The zoo revealed that that Pogo didn't appear to be comfortable a day prior to her passing in a Facebook post. According to the post, the animal care team couldn't exactly figure out what was wrong with her.
"Our animal care team, keepers and veterinary staff, worried she might be preparing for an early delivery or stillbirth. By Monday afternoon, Pogo's condition was not improving. While veterinarians were in the barn to administer medications, Pogo lied down and we weren't able to get her up or revive her."
Hogle's giraffe keeper, Melissa Farr, described Pogo as a wonderful herd member who was quite curious in the same Facebook post.
"She was interested in things, even if she didn't want to participate. She was a wonderful companion to the other giraffes and a perfect mother to her calves."
A picture of a giraffe. | Source: Pexels
The post also revealed that the autopsy reports showed "abnormal intestines." While it could have been a possible cause for Pogo's death, but it's not clear why it happened so fast. In the same release, the zoo shared that it is difficult to care for exotic animals since they hide symptoms so well and often until its too late.
The zoo plans to do further testings to figure out what exactly took Pogo's life but according to them, it could take weeks to find the answers. According to Dr. Nancy Carpenter, Hogle's director of animal health, the zoo will do everything they can to figure out the cause of the acute decline.

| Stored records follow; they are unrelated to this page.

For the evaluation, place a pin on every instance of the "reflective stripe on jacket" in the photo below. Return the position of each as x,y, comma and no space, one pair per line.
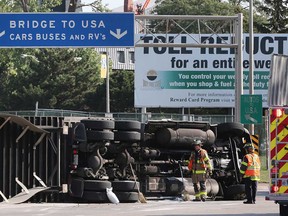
199,164
250,167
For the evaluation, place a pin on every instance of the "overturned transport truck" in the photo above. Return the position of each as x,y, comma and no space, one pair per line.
74,159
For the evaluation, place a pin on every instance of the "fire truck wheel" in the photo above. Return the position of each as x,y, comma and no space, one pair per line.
96,185
129,136
127,125
98,124
235,192
95,196
229,130
99,135
127,197
125,186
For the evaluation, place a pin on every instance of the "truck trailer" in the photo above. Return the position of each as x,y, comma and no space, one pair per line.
74,159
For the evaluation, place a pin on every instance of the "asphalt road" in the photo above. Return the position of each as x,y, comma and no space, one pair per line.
151,208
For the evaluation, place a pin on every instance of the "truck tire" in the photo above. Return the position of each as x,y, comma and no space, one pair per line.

Pogo, who became a member of the Hogle Zoo in 2005, was the mother to her two babies. After her demise, there are two females and a male giraffe left in the zoo.
Even after her death, Pogo will help fellow giraffes in need since the fat tissue collected from her will be used in generating new stem cells.
In 2016, giraffes were classified as "vulnerable to extinction" with their population rapidly declining, possibly due to the rise in the human population. While the exotic animals are native to the African savanna, they are most commonly found in the eastern as well as the southern Africa.